The month of April ended on a high note for the American economy, with unemployment falling below 4 percent for the first time since the close of 2000. However, new employment in trucking specifically fell short last month, according to the Bureau of Labor Statistics.
This April drop by 5,500 follows a March jump of 7,200. This is the first time in eight months hiring in the trucking industry has hit a downturn.
So what’s up with that? And how does this factor into the ongoing driver shortage?
Circumstances in the freight industry have somewhat stabilized after the end of the year brought a noticeable swell of demand, but the trucking industry still faces a very real driver shortage.
In 2017, the American Trucking Association pointed out that the trucking industry needs an additional 50,000 drivers. Kevin Burch, immediate past ATA chairman, has even been quoted claiming that the trucking industry needs 100,000 more new drivers per year for the next 10 years to address the industry-wide driver shortage.
In the past, we’ve examined women as a possible solution to the shortage. Also, many carriers have upped wages and benefits to attempt to appeal to and keep drivers around. According to indeed.com, the average entry level truck driver salary is around $52,375 per year. Of course, upping salaries and benefits is much easier said than done.
While hiring efforts went well during the first quarter of the year, this chart shows just how much more needs to be done.
Are you currently experiencing an influx of jobs and with not enough drivers to go around?
It might be time to think beyond the kinds of drivers that would typically be attracted to trucking as a career. In addition to targeting women and sweetening the deal for drivers in regard to salary and benefits, here are some other ideas about what small and large companies alike could do to help solve this driver shortage:
Target minorities and veterans - Veterans could be looking to shift from the military into another meaningful career. Also, like women, minorities have a small showing in the trucking industry. Out of a population of 3.5 million truck drivers in the U.S., only 38.75% are minorities, according to the ATA.
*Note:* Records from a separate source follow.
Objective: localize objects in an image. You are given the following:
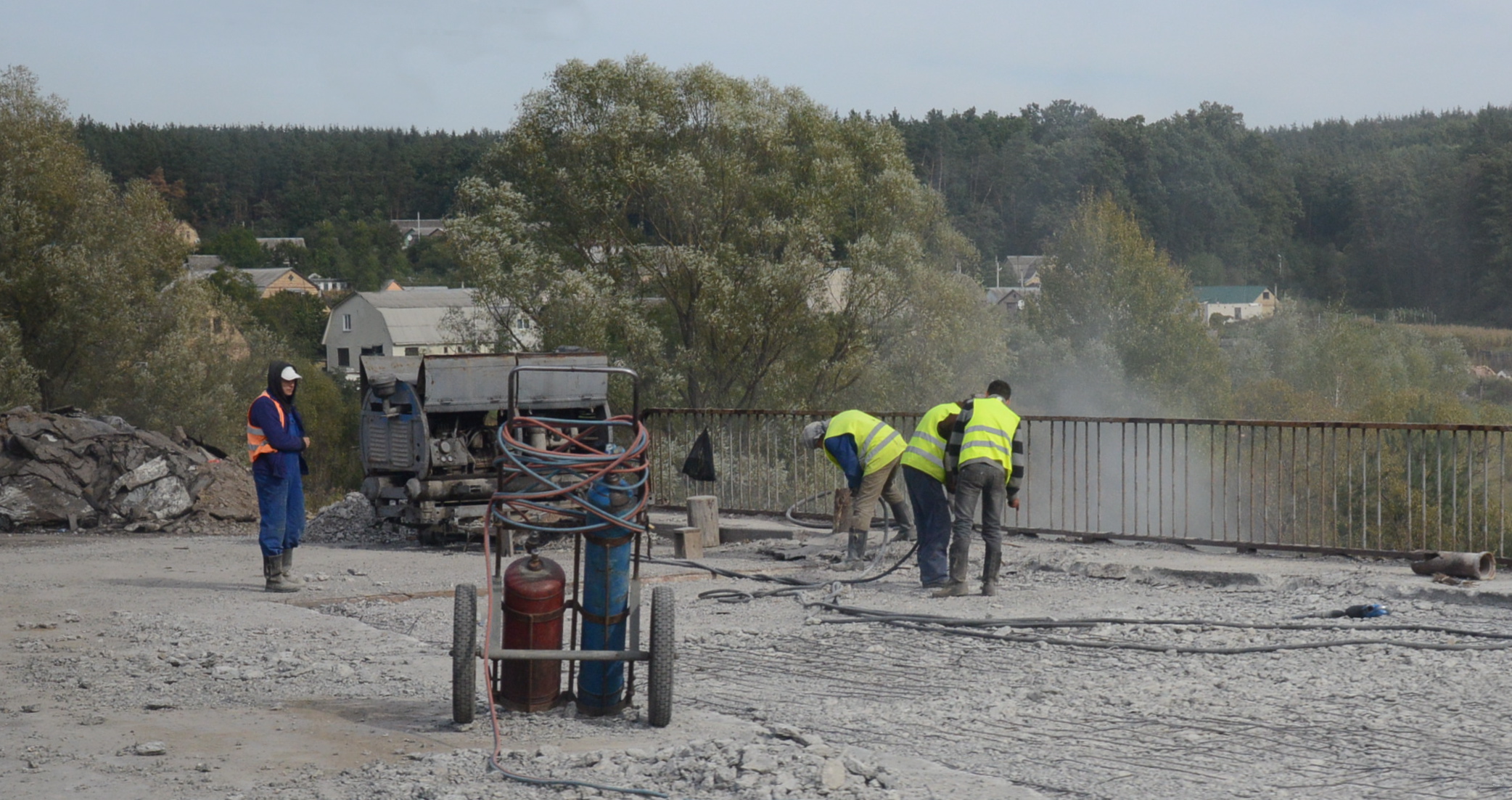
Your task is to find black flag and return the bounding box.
[682,428,718,481]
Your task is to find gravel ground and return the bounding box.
[0,523,1512,800]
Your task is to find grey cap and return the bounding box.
[798,419,830,449]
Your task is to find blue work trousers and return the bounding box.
[252,468,304,558]
[903,466,950,587]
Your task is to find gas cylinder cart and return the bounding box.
[452,366,674,727]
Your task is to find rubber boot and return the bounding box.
[982,549,1003,597]
[833,531,868,571]
[263,555,300,592]
[278,547,304,587]
[933,539,971,597]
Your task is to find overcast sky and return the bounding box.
[0,0,1512,130]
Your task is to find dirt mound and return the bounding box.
[0,407,257,531]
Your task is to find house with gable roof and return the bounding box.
[1191,286,1276,322]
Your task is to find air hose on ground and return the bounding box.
[646,491,919,603]
[805,600,1512,655]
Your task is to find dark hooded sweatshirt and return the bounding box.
[247,362,310,478]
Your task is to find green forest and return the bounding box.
[0,56,1512,493]
[77,99,1512,325]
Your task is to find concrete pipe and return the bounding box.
[1412,550,1497,581]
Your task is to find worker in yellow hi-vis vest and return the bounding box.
[802,410,913,570]
[903,402,960,588]
[934,381,1024,597]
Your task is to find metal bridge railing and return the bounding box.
[644,408,1512,557]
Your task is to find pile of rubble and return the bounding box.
[0,405,257,531]
[304,491,414,544]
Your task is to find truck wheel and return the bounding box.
[452,584,478,725]
[646,587,678,727]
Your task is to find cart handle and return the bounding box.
[481,649,652,661]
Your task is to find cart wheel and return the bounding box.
[646,587,678,727]
[452,584,478,725]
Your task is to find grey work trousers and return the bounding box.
[951,461,1008,562]
[845,455,913,539]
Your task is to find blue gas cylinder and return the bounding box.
[578,481,635,715]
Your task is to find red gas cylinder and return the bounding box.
[496,555,567,711]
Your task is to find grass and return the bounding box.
[1406,325,1512,352]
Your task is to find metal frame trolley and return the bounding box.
[452,366,676,727]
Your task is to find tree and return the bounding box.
[452,56,972,407]
[1028,195,1228,408]
[200,226,272,269]
[0,67,186,407]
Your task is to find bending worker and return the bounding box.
[803,410,913,570]
[247,362,310,592]
[903,402,960,588]
[934,381,1024,597]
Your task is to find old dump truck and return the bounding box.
[360,351,609,544]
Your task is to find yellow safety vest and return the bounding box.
[957,398,1019,475]
[903,402,960,484]
[824,412,905,475]
[247,390,289,461]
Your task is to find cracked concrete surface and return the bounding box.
[0,526,1512,800]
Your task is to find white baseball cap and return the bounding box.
[802,420,830,448]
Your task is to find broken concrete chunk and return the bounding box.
[0,410,257,529]
[820,758,845,791]
[110,455,168,491]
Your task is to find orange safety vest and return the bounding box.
[247,390,289,461]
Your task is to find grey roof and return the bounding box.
[242,266,293,289]
[1191,286,1270,304]
[987,286,1040,306]
[346,289,474,348]
[1003,256,1045,279]
[184,256,221,272]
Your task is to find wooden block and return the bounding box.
[671,528,703,560]
[688,494,720,547]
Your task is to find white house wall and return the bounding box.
[325,295,403,374]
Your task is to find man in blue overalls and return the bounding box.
[247,362,310,592]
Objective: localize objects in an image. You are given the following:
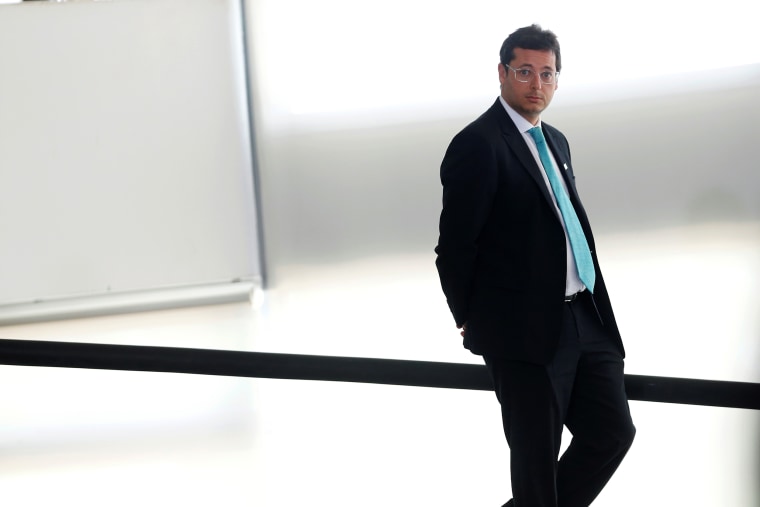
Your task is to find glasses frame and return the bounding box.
[502,63,559,86]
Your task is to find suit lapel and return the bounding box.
[492,99,555,213]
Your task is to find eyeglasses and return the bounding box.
[503,63,559,85]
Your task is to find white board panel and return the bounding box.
[0,0,261,318]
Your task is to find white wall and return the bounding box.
[0,0,760,507]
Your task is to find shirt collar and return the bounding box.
[499,95,541,134]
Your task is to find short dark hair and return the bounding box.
[499,25,562,72]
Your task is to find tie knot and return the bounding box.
[528,127,546,143]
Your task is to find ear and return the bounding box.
[498,62,508,84]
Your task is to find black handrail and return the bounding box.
[0,339,760,410]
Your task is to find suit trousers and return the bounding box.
[484,292,636,507]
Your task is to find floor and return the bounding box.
[0,227,760,507]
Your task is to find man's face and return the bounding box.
[499,48,557,125]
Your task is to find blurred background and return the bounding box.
[0,0,760,507]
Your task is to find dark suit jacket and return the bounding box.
[435,99,624,364]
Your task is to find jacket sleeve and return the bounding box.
[435,128,498,326]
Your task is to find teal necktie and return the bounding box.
[528,127,596,293]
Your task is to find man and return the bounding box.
[435,25,635,507]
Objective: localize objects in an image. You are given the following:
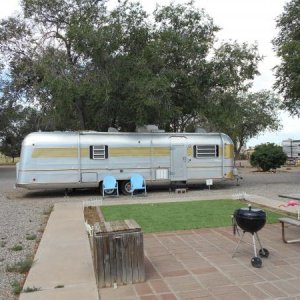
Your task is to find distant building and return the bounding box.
[282,139,300,159]
[282,139,300,166]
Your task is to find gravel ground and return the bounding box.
[0,166,300,300]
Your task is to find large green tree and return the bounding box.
[273,0,300,116]
[0,0,276,144]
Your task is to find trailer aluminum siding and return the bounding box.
[16,132,234,189]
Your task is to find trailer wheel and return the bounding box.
[99,182,116,196]
[121,180,131,195]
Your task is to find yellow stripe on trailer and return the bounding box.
[32,147,170,158]
[108,147,170,157]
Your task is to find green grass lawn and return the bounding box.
[101,200,282,232]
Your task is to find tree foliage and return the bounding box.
[273,0,300,116]
[206,91,280,155]
[0,0,282,154]
[250,143,287,172]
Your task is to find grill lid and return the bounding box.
[234,206,266,219]
[234,206,266,233]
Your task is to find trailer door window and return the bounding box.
[90,145,108,159]
[194,145,219,158]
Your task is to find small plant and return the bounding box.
[10,245,23,251]
[23,286,41,293]
[11,280,22,295]
[6,258,33,274]
[26,234,36,241]
[43,206,53,216]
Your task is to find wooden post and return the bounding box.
[93,220,145,288]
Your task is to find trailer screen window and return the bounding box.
[194,145,219,158]
[90,145,108,159]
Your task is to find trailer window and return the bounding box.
[194,145,219,158]
[90,145,108,159]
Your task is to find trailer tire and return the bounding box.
[121,180,131,195]
[99,182,116,196]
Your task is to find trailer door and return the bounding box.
[170,138,187,181]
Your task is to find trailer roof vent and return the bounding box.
[195,127,207,133]
[136,125,165,133]
[107,127,119,132]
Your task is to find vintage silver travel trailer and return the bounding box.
[16,131,235,194]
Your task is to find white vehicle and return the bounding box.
[16,131,236,194]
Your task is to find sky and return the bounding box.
[0,0,300,147]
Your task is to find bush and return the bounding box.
[250,143,287,172]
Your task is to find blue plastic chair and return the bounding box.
[130,174,147,197]
[102,175,119,198]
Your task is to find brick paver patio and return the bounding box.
[100,224,300,300]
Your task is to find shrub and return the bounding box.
[11,280,22,295]
[10,245,23,251]
[6,258,33,274]
[250,143,287,172]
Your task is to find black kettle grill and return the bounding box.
[232,205,269,268]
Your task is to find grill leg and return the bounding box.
[252,233,257,256]
[232,231,245,257]
[254,232,263,249]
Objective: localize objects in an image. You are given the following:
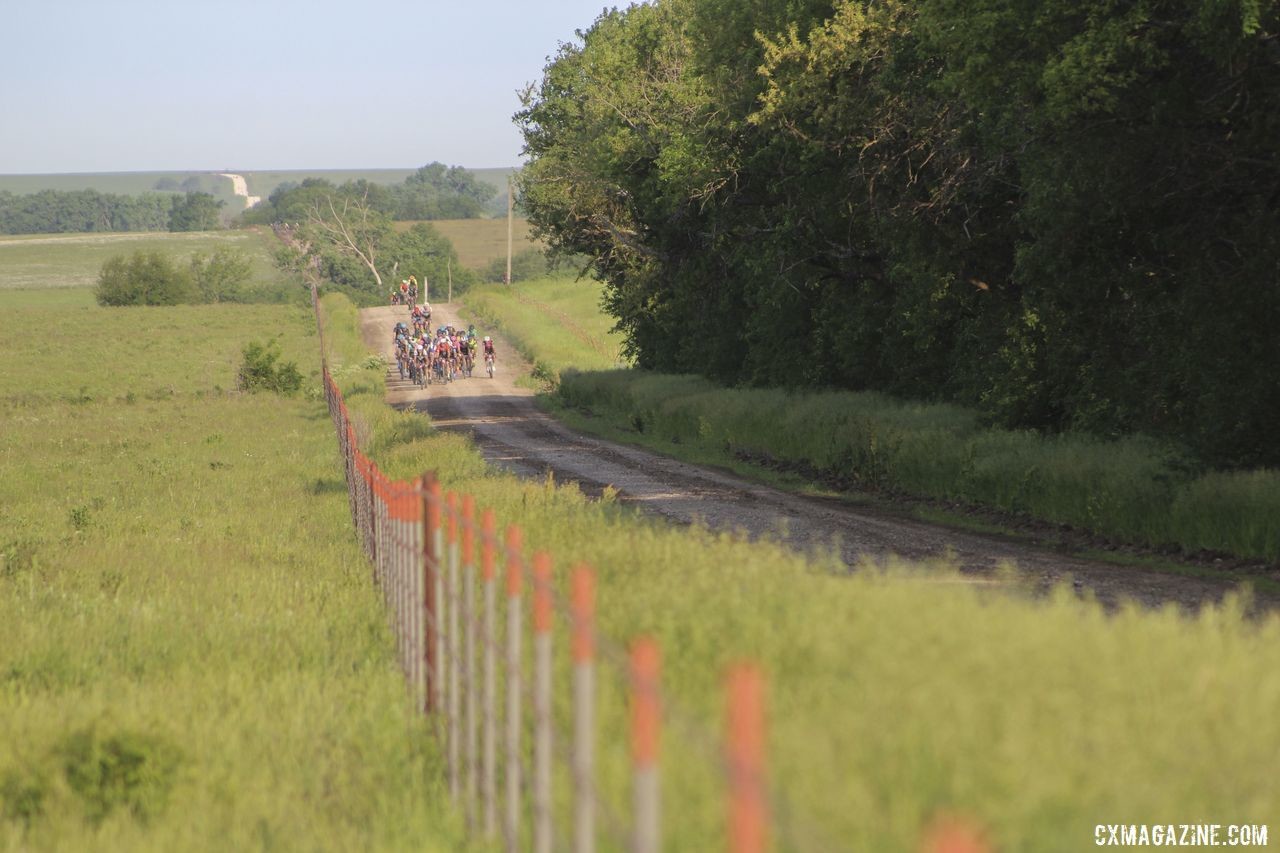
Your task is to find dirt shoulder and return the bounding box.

Shift focus to hiring younger drivers - Truck drivers are an aging population, with the average age sitting at 49 years old (seven years older than the average American worker) and many drivers retiring. According to ATA data, the average age of a private fleet truck driver is now 52, followed by 50 years old for less than load (LTL) carriers, 49 years old for full truck load (FTL) carriers, and 47 years old for drayage operators.
When it comes to an aging workforce like this, it’s worth looking into hiring younger drivers who typically have a higher rate of unemployment anyway.